Hawkes and Hunt will receive Oscar nominations for the kind of performances that the Academy especially loves and rewards.  Hawkes spends the entire movie horizontal on a gurney with his spine contorted by a device the filmmakers labeled “the Torture Ball”.  Equally courageously, Hunt is often naked (really, really naked), frankly leading the couple through simulated sexual acts.
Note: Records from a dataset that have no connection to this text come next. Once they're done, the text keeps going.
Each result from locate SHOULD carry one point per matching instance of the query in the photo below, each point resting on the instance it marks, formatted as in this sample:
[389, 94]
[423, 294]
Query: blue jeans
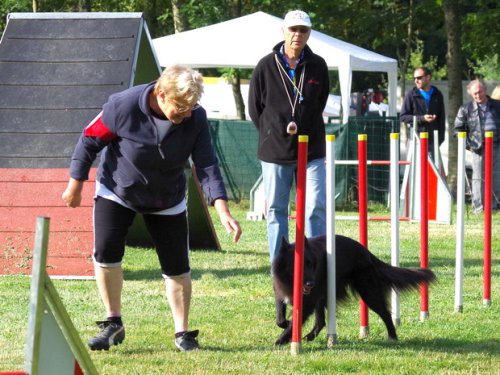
[278, 180]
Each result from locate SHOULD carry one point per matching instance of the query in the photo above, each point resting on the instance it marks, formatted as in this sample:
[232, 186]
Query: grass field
[234, 309]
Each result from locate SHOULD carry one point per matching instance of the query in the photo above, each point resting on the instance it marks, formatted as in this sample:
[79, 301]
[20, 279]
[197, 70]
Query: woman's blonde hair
[181, 84]
[496, 93]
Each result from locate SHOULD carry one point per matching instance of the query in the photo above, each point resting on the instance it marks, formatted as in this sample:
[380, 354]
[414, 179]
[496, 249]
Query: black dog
[356, 269]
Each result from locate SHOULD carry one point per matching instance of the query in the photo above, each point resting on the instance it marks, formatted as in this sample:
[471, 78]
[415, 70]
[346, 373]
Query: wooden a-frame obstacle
[53, 345]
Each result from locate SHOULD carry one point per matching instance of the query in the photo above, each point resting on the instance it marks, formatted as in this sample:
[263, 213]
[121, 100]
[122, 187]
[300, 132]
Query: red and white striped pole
[424, 224]
[298, 277]
[331, 298]
[363, 219]
[488, 174]
[394, 196]
[459, 250]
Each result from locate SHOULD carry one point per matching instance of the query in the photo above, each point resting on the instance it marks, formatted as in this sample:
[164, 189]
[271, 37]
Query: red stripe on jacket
[97, 128]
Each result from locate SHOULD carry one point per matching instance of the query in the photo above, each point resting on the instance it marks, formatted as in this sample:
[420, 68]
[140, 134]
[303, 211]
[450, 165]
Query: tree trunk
[180, 22]
[454, 65]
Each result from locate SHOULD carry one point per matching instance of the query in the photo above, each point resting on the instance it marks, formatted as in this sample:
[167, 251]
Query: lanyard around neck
[297, 89]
But don’t be put off by the showy aspects of the performances, which are authentic and riveting.  Hawkes, who is best known for his scary and creepy roles in Winter’s Bone and Martha Marcy May Marlene, embodies a witty man who has overcome more than most, but who fears the depths of his own vulnerabilities.  Likewise, Hunt goes very deep to express emotions that take her by surprise.

Beyond Hawkes and Hunt, The Sessions is uniformly well-acted.  I especially enjoyed the performances of William H. Macy as a goofily sympathetic Berkeley parish priest, Moon Bloodgood as a poker-faced but playful caregiver and Ming Lo as an amusingly dense hotel clerk.

Lewin, Hawkes and Hunt have combined to make an uncommonly evocative, funny and thoughtful film.  The Sessions was an audience fave at the Sundance and Toronto film fests.  (Plus it’s a great date movie.)

Ethel: an interesting woman who has lived an extraordinary life

Ethel is a fine HBO documentary on the life of Ethel Kennedy, Robert F. Kennedy’s widow.   The filmmaker is Ethel’s daughter Rory, her 11th child, born six months after RFK’s assassination.  Rory Kennedy had the advantage of access to a trove of photos and home movies, along with on-camera interviews with her mother and her siblings.  The result is an affectionate and insightful portrait of Ethel, with the view of RFK’s career by his own family.  We are surprised to learn that Ethel was the most competitive member of the family.  We also learn of her impish liveliness, such as dropping “Get a new Director” into the FBI’s basement suggestion box.  Ethel is an interesting woman who has lived an extraordinary life.  Anyone interested in 20th Century American history should see Ethel.

Ethel debuted last week and is being rebroadcast on HBO.